24h Le Mans
13/06/2019 - 18:30

24 Heures du Mans - André Lotterer, le boss de la rébellion !

Triple vainqueur des 24 Heures du Mans (2011, 2012 et 2014), André Lotterer fête cette année les 10 ans de sa première participation. En 2009, il avait livré une course pleine d’intensité lui ouvrant les portes d’Audi Sport. Aujourd'hui, il fait partie des pilotes de référence en LMP1.
24 Heures du Mans - André Lotterer, le boss de la rébellion !

« Le Mans, c’est la terre de mes plus beaux succès ».Lorsqu’on lui demande de raconter ses débuts en terre sarthoise, André Lotterer ne manque pas de mots. « Mes premières 24 Heures du Mans se sont organisées un peu à la dernière minute ». C’est le 8 juin 2009, lors des Vérifications administratives et techniques, que son nom apparait sur la liste des engagés. « Il y avait une opportunité de faire Le Mans avec l’équipe Team Kolles, qui engageait deux Audi R10. A l’époque, Benoît Tréluyer et Loïc Duval (dont il est très proche) me parlaient souvent des 24 Heures du Mans. Ils me disaient que je devrais participer. Alors j’ai saisi cette chance, avec un petit budget, j’ai même mis de ma poche pour être au départ ». La course va se transformer en véritable épreuve physique et morale. Narayn Karthikeyan, un des pilotes de l'Audi, se blesse en sautant le muret des stands avant le départ. André Lotterer est condamné à disputer la course avec son seul autre équipier, Charles Zwolsman.

Ce handicap pousse le pilote dans ses derniers retranchements. A deux, ils terminent à la 7e place, derrière les voitures engagées par les usines. « J’ai pu montrer mon potentiel, ce que je savais faire et surtout que j’étais prêt pour les défis. Après la course, les ingénieurs d'Audi Sport (qui aidaient à superviser l’engagement) m’ont dit qu’il y avait peut-être une place pour moi avec eux dans l’équipe officielle ».

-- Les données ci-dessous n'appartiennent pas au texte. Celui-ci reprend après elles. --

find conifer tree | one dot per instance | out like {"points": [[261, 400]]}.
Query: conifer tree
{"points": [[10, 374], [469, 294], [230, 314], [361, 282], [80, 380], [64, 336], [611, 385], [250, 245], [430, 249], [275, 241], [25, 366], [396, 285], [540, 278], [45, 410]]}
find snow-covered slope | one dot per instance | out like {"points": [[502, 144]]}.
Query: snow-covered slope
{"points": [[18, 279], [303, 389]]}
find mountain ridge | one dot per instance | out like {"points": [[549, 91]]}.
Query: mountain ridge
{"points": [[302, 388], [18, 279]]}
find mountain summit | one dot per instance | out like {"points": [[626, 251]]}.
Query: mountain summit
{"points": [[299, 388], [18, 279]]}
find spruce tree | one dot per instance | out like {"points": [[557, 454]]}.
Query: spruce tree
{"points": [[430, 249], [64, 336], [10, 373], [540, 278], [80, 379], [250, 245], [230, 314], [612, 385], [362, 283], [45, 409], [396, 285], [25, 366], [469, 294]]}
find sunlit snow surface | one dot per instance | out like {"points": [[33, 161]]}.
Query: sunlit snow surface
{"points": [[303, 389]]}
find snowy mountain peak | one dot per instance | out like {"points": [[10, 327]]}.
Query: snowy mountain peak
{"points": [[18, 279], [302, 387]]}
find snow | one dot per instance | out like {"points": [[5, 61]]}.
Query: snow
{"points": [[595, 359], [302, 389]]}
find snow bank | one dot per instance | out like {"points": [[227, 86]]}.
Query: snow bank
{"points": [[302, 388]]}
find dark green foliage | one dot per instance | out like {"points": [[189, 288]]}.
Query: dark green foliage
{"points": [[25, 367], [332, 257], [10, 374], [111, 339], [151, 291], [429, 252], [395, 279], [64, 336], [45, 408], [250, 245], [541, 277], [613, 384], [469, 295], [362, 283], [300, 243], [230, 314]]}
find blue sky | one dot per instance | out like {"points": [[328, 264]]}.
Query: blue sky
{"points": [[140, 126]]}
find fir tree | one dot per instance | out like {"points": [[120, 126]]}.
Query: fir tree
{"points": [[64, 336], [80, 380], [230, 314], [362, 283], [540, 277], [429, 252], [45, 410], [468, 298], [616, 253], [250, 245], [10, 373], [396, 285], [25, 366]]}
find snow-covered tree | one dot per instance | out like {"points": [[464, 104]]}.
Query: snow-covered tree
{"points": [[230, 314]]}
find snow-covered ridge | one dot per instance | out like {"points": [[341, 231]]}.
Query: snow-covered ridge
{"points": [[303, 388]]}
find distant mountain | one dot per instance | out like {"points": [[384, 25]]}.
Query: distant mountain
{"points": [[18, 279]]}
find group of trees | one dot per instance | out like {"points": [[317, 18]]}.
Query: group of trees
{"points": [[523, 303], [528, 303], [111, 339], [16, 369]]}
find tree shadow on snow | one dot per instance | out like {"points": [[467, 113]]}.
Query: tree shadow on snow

En 2010, André Lotterer se retrouve aux commandes de la R15+. Il termine deuxième. Il voit déjà que Le Mans est une course sur mesure, pour lui. « A l’époque, je faisais de la Super Formula et du Super GT. Je connaissais donc l’exigence de la vitesse avec la monoplace et la gestion de l’endurance avec les GT. Pour moi, le LMP1 était exactement la combinaison des deux, la bonne formule. J’ai compris que Le Mans correspondait à ce qu’il me fallait ».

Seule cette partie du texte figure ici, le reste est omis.